OA-armsim is a python module to simulate synthetic forearm acoustic pressure maps.
The code here implements the acoustic map generation for the simulated cylinder dataset (SCD) presented in Berkan Lafci, Firat Ozdemir, Xosé Luís Deán-Ben, Daniel Razansky, and Fernando Perez-Cruz. OADAT: Experimental and synthetic clinical optoacoustic data for standardized image processing. arXiv preprint arXiv:2206.08612, 2022.


Demo

A demo file showcasing how to generate synthetic acoustic pressure maps and ground truth annotation maps of background, vessels, and skin curve is shown in file demo.ipynb

Simulated acoustic pressure map, labels and individual tissue maps


Use

Using GenerateVesselsAndSkinAndMasks class under src/utils.py, first define an object with the desired hyperparameters.
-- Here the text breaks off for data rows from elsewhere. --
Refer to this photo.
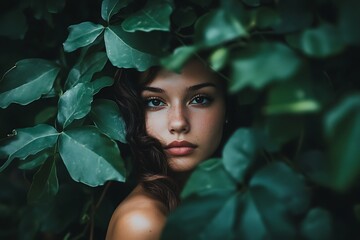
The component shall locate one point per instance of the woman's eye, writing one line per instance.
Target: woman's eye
(154, 103)
(200, 100)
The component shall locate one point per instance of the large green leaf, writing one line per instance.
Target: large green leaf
(217, 27)
(342, 129)
(155, 15)
(84, 70)
(75, 103)
(106, 115)
(295, 15)
(34, 161)
(45, 183)
(323, 41)
(13, 24)
(28, 141)
(250, 218)
(111, 7)
(239, 153)
(279, 195)
(90, 156)
(122, 52)
(317, 225)
(292, 97)
(55, 6)
(348, 19)
(178, 58)
(183, 17)
(81, 35)
(100, 83)
(208, 175)
(27, 81)
(207, 215)
(262, 63)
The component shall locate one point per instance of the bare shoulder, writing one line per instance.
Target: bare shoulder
(137, 217)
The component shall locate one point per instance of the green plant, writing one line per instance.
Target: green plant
(291, 174)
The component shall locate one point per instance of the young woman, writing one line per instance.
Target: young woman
(174, 122)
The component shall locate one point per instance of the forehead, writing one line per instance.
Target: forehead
(192, 74)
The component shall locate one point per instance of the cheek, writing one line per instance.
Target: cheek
(154, 122)
(210, 126)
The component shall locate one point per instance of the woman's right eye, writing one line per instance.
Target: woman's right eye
(154, 102)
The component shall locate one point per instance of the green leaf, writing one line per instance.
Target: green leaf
(211, 214)
(239, 153)
(106, 116)
(292, 97)
(342, 130)
(250, 218)
(295, 15)
(34, 161)
(348, 19)
(208, 175)
(100, 83)
(55, 6)
(45, 183)
(155, 15)
(280, 195)
(90, 156)
(122, 52)
(218, 27)
(81, 35)
(317, 225)
(84, 70)
(13, 24)
(320, 42)
(28, 141)
(75, 103)
(252, 3)
(264, 17)
(27, 81)
(111, 7)
(183, 17)
(260, 64)
(45, 115)
(218, 58)
(178, 58)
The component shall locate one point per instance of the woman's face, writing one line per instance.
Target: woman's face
(186, 113)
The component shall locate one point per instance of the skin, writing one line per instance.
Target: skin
(179, 107)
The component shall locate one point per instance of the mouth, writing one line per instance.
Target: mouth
(180, 148)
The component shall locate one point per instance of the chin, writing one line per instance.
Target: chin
(179, 165)
(182, 164)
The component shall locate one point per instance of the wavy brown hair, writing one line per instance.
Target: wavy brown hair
(148, 158)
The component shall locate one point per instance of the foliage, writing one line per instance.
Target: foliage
(290, 172)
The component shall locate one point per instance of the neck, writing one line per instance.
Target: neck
(180, 178)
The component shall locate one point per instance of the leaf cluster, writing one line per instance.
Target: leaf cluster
(289, 171)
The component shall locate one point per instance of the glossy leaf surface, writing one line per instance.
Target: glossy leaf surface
(74, 104)
(261, 64)
(84, 70)
(81, 35)
(90, 156)
(120, 50)
(202, 179)
(28, 141)
(155, 15)
(106, 115)
(45, 183)
(27, 81)
(342, 128)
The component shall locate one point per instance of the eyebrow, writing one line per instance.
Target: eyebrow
(190, 89)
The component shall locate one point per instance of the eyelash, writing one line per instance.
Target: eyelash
(147, 101)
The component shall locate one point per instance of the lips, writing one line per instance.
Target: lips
(180, 148)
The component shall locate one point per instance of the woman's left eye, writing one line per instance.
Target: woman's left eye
(203, 100)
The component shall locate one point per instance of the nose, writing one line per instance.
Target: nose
(178, 120)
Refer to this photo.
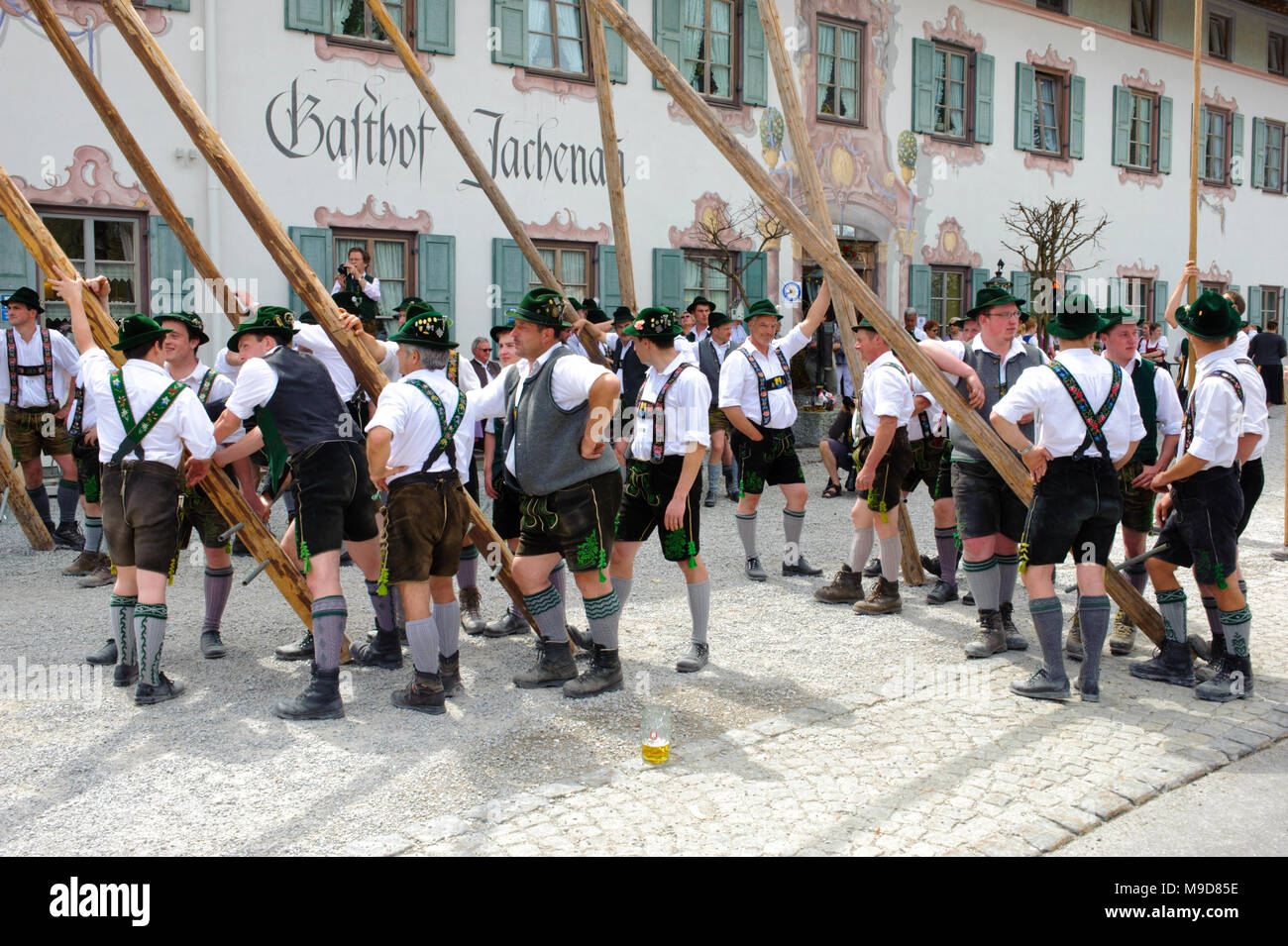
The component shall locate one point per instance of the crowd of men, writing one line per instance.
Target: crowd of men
(389, 484)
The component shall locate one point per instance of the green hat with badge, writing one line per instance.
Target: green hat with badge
(425, 326)
(268, 319)
(138, 330)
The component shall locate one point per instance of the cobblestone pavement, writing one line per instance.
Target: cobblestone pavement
(812, 731)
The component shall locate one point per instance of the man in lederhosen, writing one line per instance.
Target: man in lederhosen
(664, 481)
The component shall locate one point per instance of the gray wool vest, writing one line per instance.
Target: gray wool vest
(986, 365)
(546, 438)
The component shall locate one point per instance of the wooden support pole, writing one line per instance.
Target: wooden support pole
(480, 170)
(612, 167)
(848, 282)
(278, 245)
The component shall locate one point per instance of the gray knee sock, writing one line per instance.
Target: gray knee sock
(121, 610)
(423, 641)
(603, 614)
(699, 609)
(218, 583)
(150, 639)
(447, 618)
(330, 615)
(861, 546)
(983, 583)
(1094, 618)
(892, 556)
(747, 532)
(1047, 622)
(548, 610)
(622, 585)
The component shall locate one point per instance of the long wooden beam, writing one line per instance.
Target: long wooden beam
(481, 174)
(844, 278)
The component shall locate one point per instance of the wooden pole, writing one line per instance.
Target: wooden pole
(820, 216)
(480, 170)
(845, 279)
(223, 494)
(612, 167)
(278, 245)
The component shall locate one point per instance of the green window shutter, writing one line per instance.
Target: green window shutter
(609, 283)
(922, 85)
(1258, 152)
(669, 278)
(510, 21)
(668, 30)
(1024, 85)
(918, 288)
(436, 27)
(984, 68)
(755, 59)
(510, 274)
(436, 274)
(1077, 115)
(1164, 134)
(616, 53)
(314, 245)
(168, 265)
(1122, 126)
(309, 16)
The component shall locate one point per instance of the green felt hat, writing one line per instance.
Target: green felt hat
(425, 326)
(268, 319)
(541, 306)
(1210, 317)
(655, 323)
(138, 330)
(188, 318)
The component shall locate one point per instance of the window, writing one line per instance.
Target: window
(101, 246)
(1144, 18)
(708, 37)
(1220, 33)
(840, 71)
(555, 37)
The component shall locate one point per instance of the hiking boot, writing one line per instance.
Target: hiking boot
(472, 618)
(941, 593)
(104, 656)
(695, 661)
(845, 588)
(320, 700)
(991, 637)
(884, 598)
(604, 675)
(211, 646)
(1171, 665)
(1039, 686)
(1233, 681)
(424, 693)
(147, 693)
(450, 675)
(1014, 639)
(84, 564)
(1122, 636)
(554, 667)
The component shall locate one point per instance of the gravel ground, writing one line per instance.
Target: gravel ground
(215, 773)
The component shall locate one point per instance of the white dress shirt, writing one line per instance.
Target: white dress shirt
(738, 381)
(31, 390)
(183, 425)
(1061, 429)
(684, 412)
(413, 422)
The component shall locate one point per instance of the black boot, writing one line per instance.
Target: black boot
(320, 700)
(604, 675)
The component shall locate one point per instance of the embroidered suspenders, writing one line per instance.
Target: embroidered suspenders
(764, 387)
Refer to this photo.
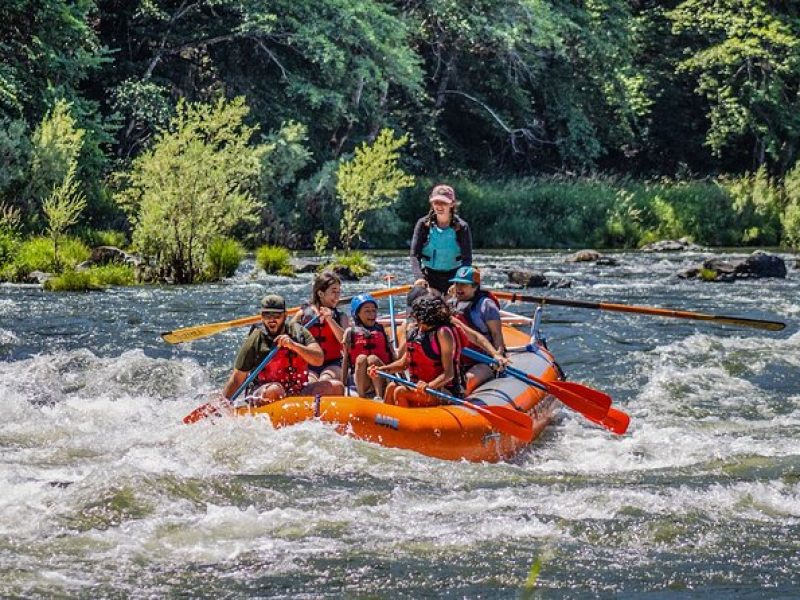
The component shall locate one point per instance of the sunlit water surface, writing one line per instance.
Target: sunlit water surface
(106, 493)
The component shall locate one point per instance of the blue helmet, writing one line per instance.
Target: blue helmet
(358, 301)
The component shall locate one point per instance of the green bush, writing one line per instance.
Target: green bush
(9, 243)
(275, 260)
(355, 261)
(222, 258)
(36, 254)
(106, 237)
(71, 281)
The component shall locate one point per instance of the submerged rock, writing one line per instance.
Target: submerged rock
(37, 277)
(757, 265)
(525, 278)
(592, 256)
(681, 245)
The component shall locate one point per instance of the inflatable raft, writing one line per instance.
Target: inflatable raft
(447, 432)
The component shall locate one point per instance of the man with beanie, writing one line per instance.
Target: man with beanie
(286, 374)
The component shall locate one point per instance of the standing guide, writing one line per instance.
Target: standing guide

Then use generate() attribute of the object.
Example use:

seed=99
resolutionXY = 256 ## acoustic pressure map is a square 
cylinder_size_max = 15 # pixels
cylinder_size_min = 1 # pixels
max_depth_cylinder_from_skin = 90
numEllipsesMax = 8 #not used anymore
lims_rot_x = 80 ## max rotation along x-axis (axis parallel to skinline), high values can lead to vessels being parallel to imaging plane  
lims_rot_y = 30 ## max rotation along y-axis (axis orthogonal to skinline)
behind_skin_noise = True
skin_noise_min = 10 #pixels
skin_noise_max = 40 #pixels
vessel_noise = True
prng = np.random.RandomState(seed)
sim_ellipses_obj = utils.GenerateVesselsAndSkinAndMasks(resolutionXY=resolutionXY, cylinder_size_max=cylinder_size_max, cylinder_size_min=cylinder_size_min, max_depth_cylinder_from_skin=max_depth_cylinder_from_skin, numEllipsesMax=numEllipsesMax, lims_rot_x=lims_rot_x, lims_rot_y=lims_rot_y, skin_noise_min=skin_noise_min, skin_noise_max=skin_noise_max, behind_skin_noise=behind_skin_noise, vessel_noise=vessel_noise, prng=prng)  
acoustic_pressure_map, gt_multichannel = sim_ellipses_obj.generate()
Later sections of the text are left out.